Se trataba ciertamente de una burbuja de infierno en medio del paraíso, de un área infectada. Tal y como les había explicado Pierre, las cabañas del clan de Ambovombe se apiñaban en una explanada roturada en el centro del intransitable mar de cactus que inundaba el valle. La única forma de acceder hasta allí era a través de un angosto sendero abierto entre las agujas. Aparte de aquella inmejorable barrera natural, el reino de polvo, humo y armas apiladas de Ambovombe estaba protegido por las hordas de guerreros anosy que, venidos de otros poblados para ampararse bajo el creciente poder de su nuevo jefe, habían cubierto de chozas las laderas que rodeaban el valle.
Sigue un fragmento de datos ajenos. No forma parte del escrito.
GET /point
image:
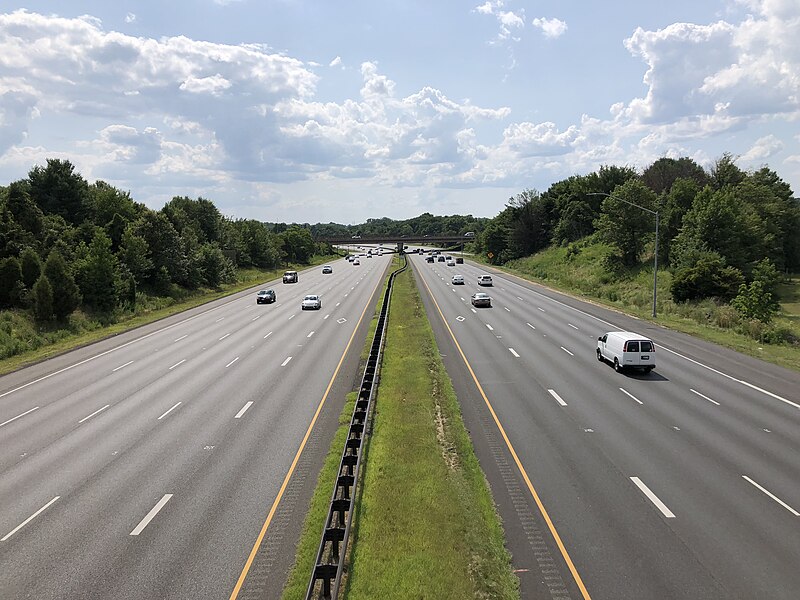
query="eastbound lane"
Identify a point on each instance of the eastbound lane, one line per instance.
(646, 478)
(149, 470)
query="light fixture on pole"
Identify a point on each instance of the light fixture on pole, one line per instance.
(655, 252)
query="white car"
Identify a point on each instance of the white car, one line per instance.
(311, 302)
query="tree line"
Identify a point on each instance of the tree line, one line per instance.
(724, 233)
(67, 244)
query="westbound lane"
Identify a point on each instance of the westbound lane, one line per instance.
(164, 492)
(615, 456)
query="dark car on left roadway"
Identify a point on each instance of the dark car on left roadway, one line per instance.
(265, 297)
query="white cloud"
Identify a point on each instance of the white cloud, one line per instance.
(763, 149)
(551, 28)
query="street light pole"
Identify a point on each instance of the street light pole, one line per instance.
(655, 252)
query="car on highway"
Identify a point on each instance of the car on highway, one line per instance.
(311, 302)
(265, 297)
(626, 350)
(481, 299)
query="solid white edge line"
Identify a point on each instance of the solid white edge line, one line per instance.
(28, 520)
(558, 398)
(151, 515)
(713, 370)
(704, 397)
(18, 416)
(169, 411)
(99, 410)
(627, 393)
(243, 410)
(773, 496)
(653, 498)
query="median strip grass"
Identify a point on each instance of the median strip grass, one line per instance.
(426, 524)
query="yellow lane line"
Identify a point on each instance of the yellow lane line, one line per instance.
(263, 532)
(533, 492)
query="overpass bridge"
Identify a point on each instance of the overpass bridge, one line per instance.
(399, 240)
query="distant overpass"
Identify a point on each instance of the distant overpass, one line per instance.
(395, 239)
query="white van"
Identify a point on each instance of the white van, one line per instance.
(625, 349)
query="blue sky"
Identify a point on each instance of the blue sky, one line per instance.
(302, 111)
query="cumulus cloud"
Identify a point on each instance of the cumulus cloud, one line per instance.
(551, 28)
(763, 149)
(508, 20)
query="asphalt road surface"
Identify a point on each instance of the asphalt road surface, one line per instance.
(683, 483)
(163, 463)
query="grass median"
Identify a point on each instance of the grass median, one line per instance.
(426, 524)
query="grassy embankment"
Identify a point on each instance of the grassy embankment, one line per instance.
(426, 525)
(580, 272)
(23, 341)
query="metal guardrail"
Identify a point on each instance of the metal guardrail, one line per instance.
(327, 574)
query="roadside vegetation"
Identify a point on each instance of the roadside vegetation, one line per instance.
(728, 248)
(426, 525)
(79, 261)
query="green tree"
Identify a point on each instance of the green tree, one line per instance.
(31, 266)
(705, 275)
(97, 275)
(11, 284)
(42, 299)
(663, 173)
(624, 227)
(63, 285)
(298, 244)
(755, 302)
(23, 208)
(134, 253)
(166, 248)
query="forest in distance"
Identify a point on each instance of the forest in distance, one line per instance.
(71, 247)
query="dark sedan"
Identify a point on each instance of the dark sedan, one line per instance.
(481, 299)
(265, 297)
En el interior de la explanada central, la estructura del poblado respetaba las estrictas reglas astrológicas que condicionaban la vida de los anosy. Las cabañas más grandes, pertenecientes a Ambovombe y sus esposas, estaban en el extremo nordeste, considerado el polo ceremonial de conexión con los ancestros; a partir de ahí se sucedían otras de diferentes tamaños según la jerarquía que imponían el origen y la edad de cada miembro del clan; y ya en el extremo sudoeste se aglomeraban los corrales de los esclavos y del ganado. Para los anosy, el mundo terrestre era un reflejo de su mundo superior; y dado que éste tenía cuatro esquinas diferenciadas que simbolizaban cuatro fuerzas o valores, cualquier construcción humana tenía que respetar inexcusablemente esos cuatro polos. El alterar el equilibrio cardinal sólo podía acarrear la desgracia y la muerte.
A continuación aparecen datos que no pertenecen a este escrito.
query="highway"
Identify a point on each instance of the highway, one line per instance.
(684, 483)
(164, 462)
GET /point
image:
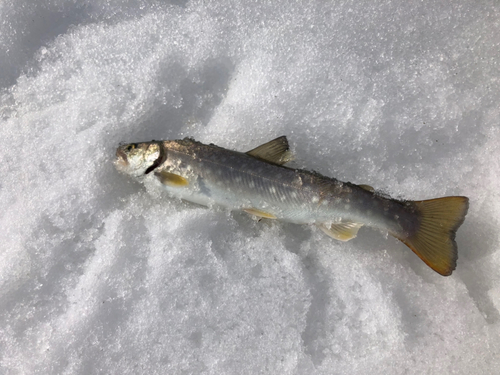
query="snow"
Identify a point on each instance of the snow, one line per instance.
(98, 275)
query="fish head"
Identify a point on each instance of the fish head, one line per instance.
(137, 159)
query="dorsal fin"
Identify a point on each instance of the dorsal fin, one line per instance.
(367, 187)
(343, 231)
(171, 179)
(276, 151)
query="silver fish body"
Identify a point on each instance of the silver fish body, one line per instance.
(258, 183)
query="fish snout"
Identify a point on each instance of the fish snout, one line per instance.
(121, 157)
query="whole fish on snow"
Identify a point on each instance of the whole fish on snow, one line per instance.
(257, 182)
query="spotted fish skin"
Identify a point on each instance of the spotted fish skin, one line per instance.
(258, 183)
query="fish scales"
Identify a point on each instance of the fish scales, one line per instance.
(259, 183)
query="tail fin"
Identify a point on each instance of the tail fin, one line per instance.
(434, 241)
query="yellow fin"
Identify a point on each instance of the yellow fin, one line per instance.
(343, 231)
(434, 240)
(259, 213)
(367, 187)
(276, 151)
(171, 179)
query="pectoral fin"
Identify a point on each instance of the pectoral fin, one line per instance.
(344, 231)
(171, 179)
(259, 213)
(276, 151)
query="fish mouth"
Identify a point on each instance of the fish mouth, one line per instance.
(121, 158)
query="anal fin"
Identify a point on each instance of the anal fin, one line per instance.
(343, 231)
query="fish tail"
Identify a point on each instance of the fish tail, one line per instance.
(434, 241)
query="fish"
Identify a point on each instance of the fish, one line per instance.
(259, 183)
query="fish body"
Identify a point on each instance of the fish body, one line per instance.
(258, 183)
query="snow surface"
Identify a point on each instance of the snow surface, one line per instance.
(99, 276)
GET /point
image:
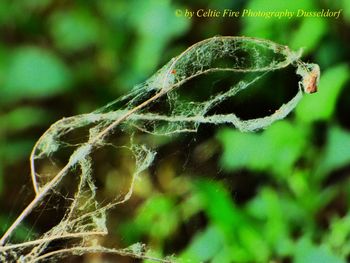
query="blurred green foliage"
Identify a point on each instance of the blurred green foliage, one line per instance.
(60, 58)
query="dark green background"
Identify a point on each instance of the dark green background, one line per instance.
(280, 195)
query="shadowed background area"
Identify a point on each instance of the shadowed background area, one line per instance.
(219, 195)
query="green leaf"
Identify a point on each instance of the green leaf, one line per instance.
(302, 37)
(337, 151)
(306, 252)
(22, 118)
(204, 246)
(158, 217)
(321, 105)
(276, 149)
(74, 30)
(12, 151)
(34, 73)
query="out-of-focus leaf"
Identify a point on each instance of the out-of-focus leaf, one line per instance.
(11, 151)
(339, 235)
(321, 105)
(75, 29)
(273, 28)
(22, 118)
(34, 73)
(158, 217)
(23, 231)
(277, 148)
(276, 212)
(306, 252)
(302, 37)
(337, 151)
(155, 23)
(240, 235)
(204, 246)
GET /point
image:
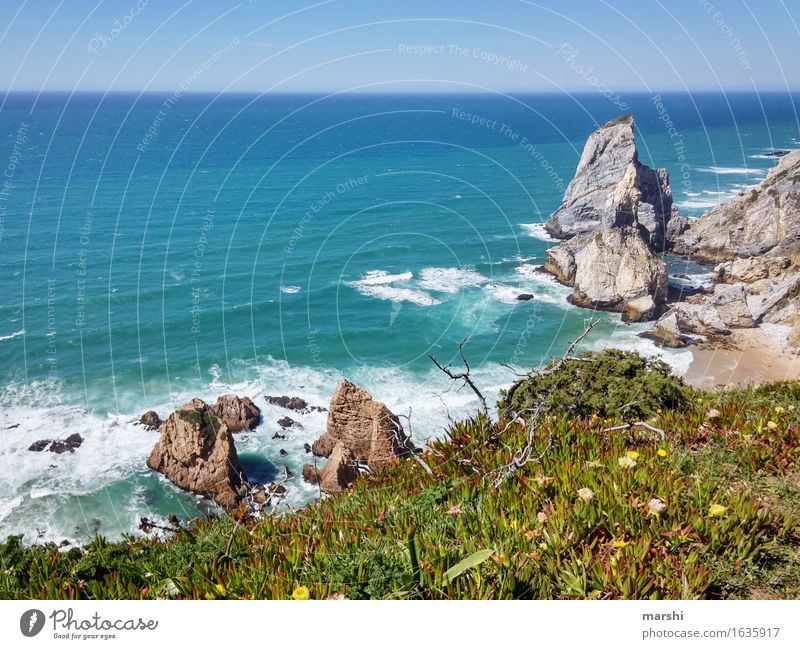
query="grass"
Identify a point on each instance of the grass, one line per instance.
(726, 477)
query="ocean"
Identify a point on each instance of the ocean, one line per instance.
(159, 247)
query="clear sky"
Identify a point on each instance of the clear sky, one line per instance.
(431, 45)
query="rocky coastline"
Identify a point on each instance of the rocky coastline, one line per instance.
(617, 219)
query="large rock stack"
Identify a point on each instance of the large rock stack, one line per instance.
(196, 452)
(615, 213)
(754, 240)
(612, 189)
(359, 429)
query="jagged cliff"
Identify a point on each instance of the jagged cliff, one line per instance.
(616, 212)
(611, 189)
(763, 221)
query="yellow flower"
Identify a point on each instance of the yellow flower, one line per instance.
(717, 510)
(301, 592)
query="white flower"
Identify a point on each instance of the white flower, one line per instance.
(656, 506)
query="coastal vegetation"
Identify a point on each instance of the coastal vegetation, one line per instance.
(686, 494)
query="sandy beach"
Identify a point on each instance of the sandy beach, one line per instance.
(752, 356)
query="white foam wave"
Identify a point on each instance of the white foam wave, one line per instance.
(740, 171)
(698, 204)
(16, 334)
(450, 280)
(627, 339)
(537, 231)
(7, 505)
(379, 277)
(378, 284)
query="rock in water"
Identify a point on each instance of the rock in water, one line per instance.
(338, 474)
(765, 219)
(150, 420)
(731, 305)
(196, 452)
(59, 446)
(293, 403)
(340, 471)
(288, 422)
(614, 268)
(612, 189)
(237, 413)
(667, 333)
(366, 428)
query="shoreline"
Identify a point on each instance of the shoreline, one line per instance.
(749, 357)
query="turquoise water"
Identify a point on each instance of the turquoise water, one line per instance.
(156, 248)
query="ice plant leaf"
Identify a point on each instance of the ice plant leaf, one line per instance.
(471, 561)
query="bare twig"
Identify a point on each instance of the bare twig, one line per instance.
(463, 376)
(413, 452)
(643, 424)
(537, 373)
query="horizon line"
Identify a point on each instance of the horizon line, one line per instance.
(361, 91)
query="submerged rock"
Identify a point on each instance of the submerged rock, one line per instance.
(612, 189)
(196, 452)
(59, 446)
(339, 472)
(293, 403)
(288, 422)
(366, 428)
(237, 413)
(762, 221)
(667, 333)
Durante unos segundos no se escuchó otro sonido que el viento incesante y el trágico saludo que un cuervo lanzaba desde una estaca.
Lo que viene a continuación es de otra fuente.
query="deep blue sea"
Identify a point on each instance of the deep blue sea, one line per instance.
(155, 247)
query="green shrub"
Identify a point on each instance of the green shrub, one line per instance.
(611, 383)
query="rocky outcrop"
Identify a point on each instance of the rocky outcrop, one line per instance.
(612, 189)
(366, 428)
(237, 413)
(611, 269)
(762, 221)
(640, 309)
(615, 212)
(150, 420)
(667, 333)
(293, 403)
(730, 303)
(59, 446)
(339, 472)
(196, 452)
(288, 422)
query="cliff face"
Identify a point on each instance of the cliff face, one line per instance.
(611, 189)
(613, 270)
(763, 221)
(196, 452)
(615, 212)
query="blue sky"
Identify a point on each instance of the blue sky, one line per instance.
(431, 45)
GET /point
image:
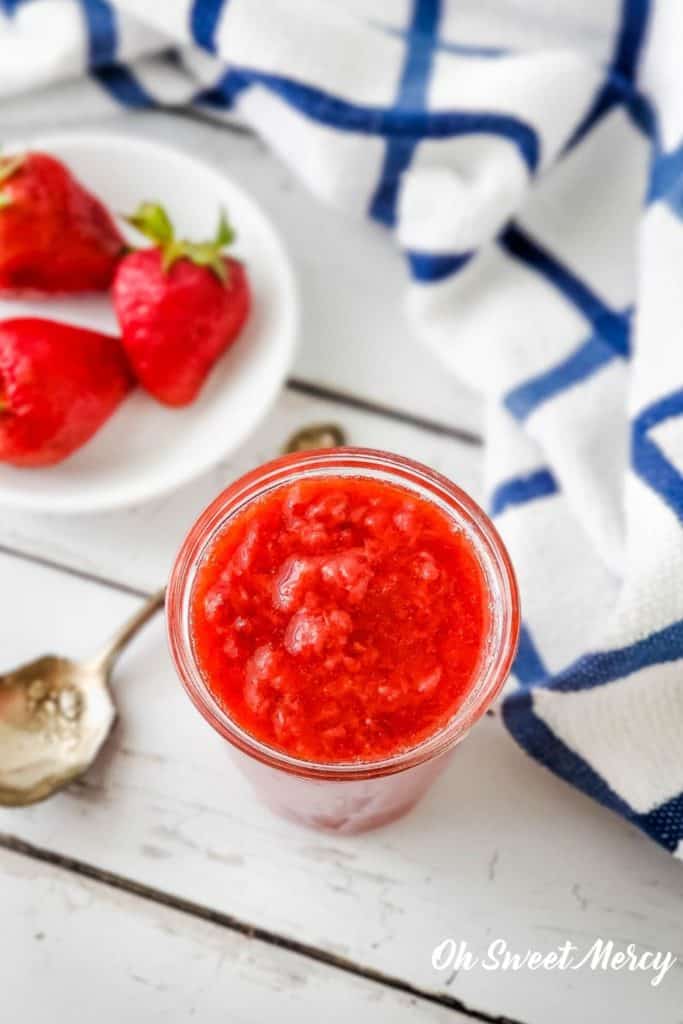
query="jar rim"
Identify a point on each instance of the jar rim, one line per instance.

—Bajemos de una vez —dispuso La Bouche.
Los tres franceses se lanzaron ladera abajo sin intercambiar una sola palabra. Se introdujeron en el asentamiento que rodeaba el valle espinado. Las hogueras encendidas frente a las chozas multiplicaban aún más el insoportable calor e inundaban todo de un humo mortecino. Matthieu no podía evitar tragar saliva una y otra vez. Avanzaba con la barbilla erguida y miraba de soslayo las expresiones de estupor de los guerreros. La piel roja de los anosy se confundía con la tierra. Salvo por eso, en nada se parecían a los pusilánimes espectros en que se habían convertido los supervivientes del clan del antiguo rey. Éstos sí parecían animales de guerra, robustos, fibrosos. Muchos de los hombres tenían escarificaciones, algunas muy recientes a juzgar por la hinchazón y el pus que se endurecía en escorrentías por el pecho. Iban adornados de forma esperpéntica con cordajes y tiras de pieles y tenían el pelo trenzado hacia atrás, dejando al descubierto una expresión demoníaca. Las mujeres exhibían peinados modelados con barro y se cubrían el rostro con una máscara de polvos blancos rallados de la corteza de un árbol. Lucían amuletos, algunos hechos de cuarzo y perlas robadas a antiguos navegantes árabes y otros con pequeños animales deformes que utilizaban en las ceremonias de posesión.